Relationships between population size and individual fitness are equally strong for rare and common alpine species
We hypothesised that rare species show stronger relationships between population size and fitness than common species. However, relationships between fitness and population size were equally strong in rare and common species. This again supports our alternative hypothesis that genetic load has been purged in populations of our rare study species.
On the species level, we found significant positive relationships between fitness and population size in the rare G. alpina and P. nivea and in the common A. chamaejasme and P.crantzii, indicating that an extinction vortex is ongoing in small populations of these species. Both Potentilla species form apomictic seeds (Hörandl et al. 2011; Nylehn et al. 2003), probably to speed up reproduction as an adaptation to short vegetation periods at high elevations (Schinkel et al. 2016). Genetic variability can be strongly reduced in small populations with a large proportion of apomicts (Adolfsson and Bengtsson 2007), which might explain the low plant fitness in small populations of our Potentilla species. Hence, negative effects of a small population size on individual fitness might depend on the reproductive strategy.

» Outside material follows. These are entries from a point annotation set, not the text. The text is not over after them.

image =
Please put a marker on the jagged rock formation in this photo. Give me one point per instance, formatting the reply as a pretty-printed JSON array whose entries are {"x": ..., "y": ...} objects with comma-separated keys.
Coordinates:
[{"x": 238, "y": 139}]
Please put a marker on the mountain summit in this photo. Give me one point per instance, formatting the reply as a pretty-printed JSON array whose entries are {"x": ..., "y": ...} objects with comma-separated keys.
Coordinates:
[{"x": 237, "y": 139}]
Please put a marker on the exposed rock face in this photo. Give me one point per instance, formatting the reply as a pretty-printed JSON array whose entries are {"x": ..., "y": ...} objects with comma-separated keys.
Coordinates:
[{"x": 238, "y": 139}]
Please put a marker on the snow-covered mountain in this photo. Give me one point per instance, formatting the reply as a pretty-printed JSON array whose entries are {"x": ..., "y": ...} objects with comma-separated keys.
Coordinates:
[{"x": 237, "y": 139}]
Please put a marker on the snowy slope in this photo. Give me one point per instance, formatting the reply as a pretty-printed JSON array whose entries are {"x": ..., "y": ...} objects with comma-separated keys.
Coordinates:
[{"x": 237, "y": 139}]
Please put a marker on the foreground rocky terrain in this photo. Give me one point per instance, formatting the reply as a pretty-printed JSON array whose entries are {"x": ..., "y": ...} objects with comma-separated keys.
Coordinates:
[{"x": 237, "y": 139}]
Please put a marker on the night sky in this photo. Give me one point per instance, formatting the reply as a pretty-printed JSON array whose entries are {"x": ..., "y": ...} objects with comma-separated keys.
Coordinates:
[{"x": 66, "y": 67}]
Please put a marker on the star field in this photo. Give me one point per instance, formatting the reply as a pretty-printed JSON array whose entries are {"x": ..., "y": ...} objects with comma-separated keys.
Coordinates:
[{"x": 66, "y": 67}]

The fact that we did not observe significant relationships between population size and fitness on the species level in A. puberula, G. acaulis, V. lutea and V. calcarata does not mean that an extinction vortex is absent in small populations of these species. Otherwise, we would not have observed significant overall effects. It is likely that the relationship is simply weaker in these species and therefore not significant with limited statistical power.
Studies on non-alpine species found no significant difference between rare and common species; neither in the strength of the relationship between population size and fitness nor in population size per se (Leimu et al. 2006). Our results suggest that although naturally rare species tended to occur in smaller populations, the relationship between fitness and population size might be equally strong in naturally rare and in common alpine species. Consequently, populations of both rare and common alpine plant species may face the potential of entering an extinction vortex. The presence of an extinction vortex in alpine species could limit their ability to adapt and migrate, making them more susceptible to rapid environmental change. Hence, these species could be severely threatened by climate change, which is predicted to place high climatic and biotic pressure on alpine populations (Theurillat and Guisan 2001).